Former England captain Nasser Hussain said that England's batting collapses have been happening for a very long time. Hussain's comments come after England were consigned to a nine-wicket defeat in the first Ashes Test at The Gabba.
The tourists began the day on 220/2 as Dawid Malan and Joe Root tried to continue their fightback. But Malan's dismissal by Nathan Lyon triggered a collapse which led to England ending at 297 all out, with Australia needing just 20 runs to secure a comfortable win.
"England fans, however much our bowling carries us over the years, will know over the last two or three years that the batting has disappointed and these collapses have happened. It does seem to me that England's batting line-up struggles to start the next day. It (Australia's) is a wonderful bowling attack, make no mistake.
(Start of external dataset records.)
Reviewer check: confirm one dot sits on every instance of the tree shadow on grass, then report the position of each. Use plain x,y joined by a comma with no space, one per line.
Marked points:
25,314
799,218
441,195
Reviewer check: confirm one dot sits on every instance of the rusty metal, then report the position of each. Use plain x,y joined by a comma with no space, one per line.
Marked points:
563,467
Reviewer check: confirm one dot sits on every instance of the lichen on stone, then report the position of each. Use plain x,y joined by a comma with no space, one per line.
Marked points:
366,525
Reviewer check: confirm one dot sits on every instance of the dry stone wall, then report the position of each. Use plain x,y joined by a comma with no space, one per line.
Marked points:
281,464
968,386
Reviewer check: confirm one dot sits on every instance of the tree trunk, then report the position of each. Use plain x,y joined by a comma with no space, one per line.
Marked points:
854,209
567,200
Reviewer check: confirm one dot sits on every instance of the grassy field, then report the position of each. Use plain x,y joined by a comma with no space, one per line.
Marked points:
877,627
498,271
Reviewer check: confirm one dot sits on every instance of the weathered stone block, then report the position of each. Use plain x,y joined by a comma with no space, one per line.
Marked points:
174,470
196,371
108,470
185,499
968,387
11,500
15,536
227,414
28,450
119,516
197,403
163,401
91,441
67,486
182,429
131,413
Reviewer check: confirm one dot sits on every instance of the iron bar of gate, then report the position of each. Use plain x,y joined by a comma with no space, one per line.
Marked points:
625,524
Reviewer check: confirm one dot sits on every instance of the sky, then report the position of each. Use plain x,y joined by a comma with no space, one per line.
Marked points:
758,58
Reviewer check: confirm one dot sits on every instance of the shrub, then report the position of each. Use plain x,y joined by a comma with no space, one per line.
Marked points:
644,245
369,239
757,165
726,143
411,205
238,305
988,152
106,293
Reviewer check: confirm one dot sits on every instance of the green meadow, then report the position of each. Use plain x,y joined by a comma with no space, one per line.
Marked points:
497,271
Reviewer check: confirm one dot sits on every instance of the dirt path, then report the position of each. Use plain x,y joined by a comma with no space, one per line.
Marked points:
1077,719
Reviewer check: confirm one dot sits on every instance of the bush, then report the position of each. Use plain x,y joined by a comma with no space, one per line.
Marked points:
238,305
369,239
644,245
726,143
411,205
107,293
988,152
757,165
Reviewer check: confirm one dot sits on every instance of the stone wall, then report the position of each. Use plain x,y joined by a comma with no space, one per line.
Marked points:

They have five genuine bowlers. It is not easy against this attack," said Hussain on Sky Sports.
"This game was not lost today; this game was lost with the dropped catches and the fielding and most importantly 147 all out on day one. England have had batting collapses for a long, long time now. (Joe) Root has been their star player for a number of years now. I think this year he is the only one to average over 40. I think Root and Malan are the only ones averaging over 30, I think Root and (Rory) Burns are the only ones with Test hundreds. That is not good enough, that is not going to win you that many Test matches," added Hussain, who played 96 Tests for England.
Hussain expressed confidence in all-rounder Ben Stokes, who made a comeback to competitive cricket after taking a break in July, to come good in the upcoming matches of the Ashes.
"Stokes always takes time when he has had a long spell out of the side -- and he has. He is someone who needs rhythm to batting."
With England 1-0 down in the five-match series, they don't have much time to ponder over what went wrong as the second Test in Adelaide starts from December 16. The 53-year-old thinks England can bounce back in the pink-ball Test, but admitted that they will have selection conundrums in mind.
"I think the key is not to look back too much. Focus in on the next one, work out what you are doing with that bowling attack and the seam attack in particular. Because it is not easy, people will say bring (Stuart) Broad and (James) Anderson in. But the bowlers that have been bowling have now got overs in their legs. So they are the best ones physically to go and play the next one.
"Broad and Anderson haven't bowled in anger in a match for months now and their ageing bodies, can you get them both in? I'd go with Anderson for the swing. And then what do they do with (Jack) Leach? All this talk about pink ball in Adelaide. Yes under lights it can swing but the rest of the day it can be pretty flat and it can spin. So you might need your spinner."
Hussain concluded by saying that England need to adopt optimistic mindset for the Adelaide Test.